The JOSS submission bot @whedon is here to help you find and assign reviewers and start the main review. To find out what @whedon can do for you type:

@whedon commands
whedon commented 4 years ago

Hello human, I'm @whedon, a robot that can help you with some common editorial tasks.

For a list of things I can do to help you, just type:

@whedon commands

For example, to regenerate the paper pdf after making changes in the paper's md or bib files, type:

@whedon generate pdf
whedon commented 4 years ago
Software report (experimental):

github.com/AlDanial/cloc v 1.84  T=0.03 s (507.4 files/s, 25972.0 lines/s)
-------------------------------------------------------------------------------
Language                     files          blank        comment           code
-------------------------------------------------------------------------------
R                                9             38            122            194
Markdown                         4             37              0            138
TeX                              2             13              0            123
Rmd                              1             32             95             27
-------------------------------------------------------------------------------
SUM:                            16            120            217            482
-------------------------------------------------------------------------------

Statistical information for the repository '2037' was gathered on 2020/01/22.
No commited files with the specified extensions were found.
whedon commented 4 years ago
Reference check summary:

OK DOIs

- 10.2307/1884282 is OK
- 10.1177/1847979018808673 is OK
- 10.18637/jss.v074.i11 is OK

MISSING DOIs

- None

INVALID DOIs

- None
whedon commented 4 years ago

:point_right: Check article proof :page_facing_up: :point_left:

labarba commented 4 years ago

👋 @SidharthMacherla — thanks for your submission to JOSS. From a quick inspection of this submission it's not entirely obvious that it meets our submission criteria.
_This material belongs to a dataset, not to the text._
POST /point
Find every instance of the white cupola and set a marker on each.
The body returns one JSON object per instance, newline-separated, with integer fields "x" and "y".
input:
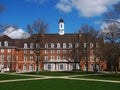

In particular, this item:

  • Your software should have an obvious research application

As described, it looks like the target applications are in data science in commercial settings. Can you elaborate how this would be used in research settings, and how might cite it?

SidharthMacherla commented 4 years ago

Hi @labarba , This paper details synthetic data methodology. The concept of synthetic data generation has application in research setting. To elaborate, synthetic data generation is used in testing new algorithms proposed by researchers. Following are some examples that could be cited. I will be happy to help you with any further clarifications.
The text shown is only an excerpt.